1 is a cross-sectional view of a facility for realizing a method for manufacturing a heat-resistant high-strength recycled fiber plywood of the present invention. The facility is a cylindrical rotary warping machine for separating and cutting waste fibers having a uniform length, and then burning them. It consists of a vertical storage tank (A) in which fibers are stored, a thermal infrared heater located between the carding machine and a vertical storage tank (A), and eight heat rollers for primary forming the waste fibers discharged from the storage tank (A). A primary molding machine (b), a high frequency heater (c) for heating the primary molded waste fiber sheet (c) and a thermal infrared heater (d), and a cutting for cutting the heated waste fiber sheet into sheets of a suitable size that can be loaded into a molding frame. Cutting machine (e), the height is adjusted up and down automatically, and the molding frame transferred through the traversal (bar) and the traversal (bar) to install the waste fiber sheet in the molding frame sequentially The waste fiber plywood formed through the automatic transfer device (i), the secondary molding machine (4), the cold molding machine (a), and the cooling molding machine (h), which heat-seals the waste fiber sheet mounted on the molding frame, It is composed of a mobile cutting machine (car) for cutting and loading according to the standard, and a finished product feeding device (car) for transferring and automatically loading the same. FIG. 2 shows the automatic feeding device in detail. The sheet is loaded into the frame, and the three sheets ((b) -1, (b) -2, and (b) -3) are simultaneously transferred to the secondary molding machine through the automatic height adjusting feeder of (a). (d) complete shaping is carried out, and the waste fiber plywood and frames (e) -1, (e) -2, and (e) -3 manufactured by the above-mentioned method are automatically controlled through The waste fiber plywood is moved to the standard cutter through the recycled fiber plywood collector of (e) and Is automatically transferred to the loading part of the waste fiber sheet after the primary molding through the path of (h), (i), and (j) through the rotary roller. The heat-resistant high-strength recycled fiber of the present invention using such equipment is supplied. The manufacturing method of the plywood will be described with reference to FIG. 2 below.

Screening work and other surface

50 kg of waste fibers obtained from the sewing factory are sorted, separated and cut through a cylindrical rotary spherical machine to completely disintegrate. The waste fibers are cellulose, protein, polyacryl, polyamide, polypropylene, polyester and polyvinyl alcohol One or two or more randomly selected and waste fibers having a thickness of between 5 μm-100 μm and a length of between 1 mm and 300 mm are burnt into cotton. Thermal Infrared Heat Drying and Fiber Tank Storage Drying the burnt waste fibers in this way by controlling the moisture with a thermal infrared heater and transferring them to a vertical storage tank for storage. Waste fiber of appropriate thickness flowing from the primary molding and vertical storage tanks by load is made up of waste fiber with 23% moisture content of 1.2m in width, 2.4m in length and 0.6m in thickness through the primary forming machine consisting of eight heat rollers. Prepare the constructed sheet.

High frequency heating

The sheet made of waste fibers is put into a high frequency heater and heated at a temperature of 200 ° C. for 20 minutes to reduce the moisture content of waste fibers to 2% and to increase the efficiency of the subsequent heat treatment process.

Thermal Infrared Heating and Primary Cutting and Forming Frame Loading

The high frequency heated sheet is treated with a thermal infrared furnace at a temperature of 300 ° C. for 10 minutes to completely melt the thermoplastic fibers existing inside and outside the sheet. The molten waste fiber sheet can be loaded into the forming frame through a cutting machine. The sheet is cut into appropriately sized sheets and loaded into the forming frame through the traverses, which are automatically adjusted up and down.
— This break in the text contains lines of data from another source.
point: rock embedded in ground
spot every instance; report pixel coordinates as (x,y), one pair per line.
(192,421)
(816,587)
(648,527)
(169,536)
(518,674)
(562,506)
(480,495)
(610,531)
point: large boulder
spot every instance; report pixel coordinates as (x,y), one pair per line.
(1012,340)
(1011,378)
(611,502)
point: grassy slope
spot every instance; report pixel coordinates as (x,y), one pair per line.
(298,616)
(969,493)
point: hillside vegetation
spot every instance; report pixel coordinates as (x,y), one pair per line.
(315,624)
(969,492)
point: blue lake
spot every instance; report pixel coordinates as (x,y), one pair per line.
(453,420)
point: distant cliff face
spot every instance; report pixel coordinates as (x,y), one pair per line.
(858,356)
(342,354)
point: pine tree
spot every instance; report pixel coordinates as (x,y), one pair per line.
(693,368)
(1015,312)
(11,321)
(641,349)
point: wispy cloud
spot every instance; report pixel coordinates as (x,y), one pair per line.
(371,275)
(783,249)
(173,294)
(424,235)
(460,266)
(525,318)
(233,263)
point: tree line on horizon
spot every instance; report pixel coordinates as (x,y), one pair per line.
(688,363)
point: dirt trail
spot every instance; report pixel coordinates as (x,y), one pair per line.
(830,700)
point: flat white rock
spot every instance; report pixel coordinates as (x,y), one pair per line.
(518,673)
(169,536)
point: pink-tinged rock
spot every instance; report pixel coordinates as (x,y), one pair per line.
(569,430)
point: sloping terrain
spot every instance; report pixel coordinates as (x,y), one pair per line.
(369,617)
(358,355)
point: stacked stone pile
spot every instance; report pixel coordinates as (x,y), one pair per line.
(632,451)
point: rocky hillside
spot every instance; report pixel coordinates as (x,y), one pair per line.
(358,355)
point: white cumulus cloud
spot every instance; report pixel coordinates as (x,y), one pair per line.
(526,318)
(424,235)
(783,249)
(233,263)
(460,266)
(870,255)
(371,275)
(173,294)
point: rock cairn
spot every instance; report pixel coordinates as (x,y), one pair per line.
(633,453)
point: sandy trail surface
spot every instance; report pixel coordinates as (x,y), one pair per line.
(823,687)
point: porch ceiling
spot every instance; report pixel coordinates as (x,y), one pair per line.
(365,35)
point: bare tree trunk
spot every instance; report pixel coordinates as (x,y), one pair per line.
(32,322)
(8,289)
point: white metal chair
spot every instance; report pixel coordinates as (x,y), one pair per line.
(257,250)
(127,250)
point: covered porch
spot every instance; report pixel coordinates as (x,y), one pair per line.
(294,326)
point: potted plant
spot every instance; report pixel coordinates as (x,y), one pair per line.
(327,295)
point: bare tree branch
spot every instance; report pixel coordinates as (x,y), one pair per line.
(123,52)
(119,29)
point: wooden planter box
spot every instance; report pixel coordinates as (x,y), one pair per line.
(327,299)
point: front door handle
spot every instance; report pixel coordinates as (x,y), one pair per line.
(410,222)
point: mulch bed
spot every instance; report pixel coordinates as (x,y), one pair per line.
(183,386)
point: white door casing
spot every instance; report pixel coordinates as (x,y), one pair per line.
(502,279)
Secondary molding and cold forming

The waste fiber sheet, which is mounted on the forming frame and completed the thermal infrared heating process introduced by the automatic feeder, has a weight of 30 kg / cm 2 sufficient to have a dense structure of the waste fiber at a temperature of 300 ° C. through a heat press capable of compression heating. After pressing for 10 minutes under pressure, a heat-resistant high-strength recycled fiber laminate is manufactured through a cold molding machine. Standard cutting The fiber plywood thus formed is cut and loaded in accordance with the standard by moving the fiber plywood with a movable cutting machine.

Frame Auto Feed

After the production of the recycled fiber plywood, the frame used for the production of the recycled fiber plywood is supplied to the portion for loading the waste fiber after the primary molding through the automatic transfer device.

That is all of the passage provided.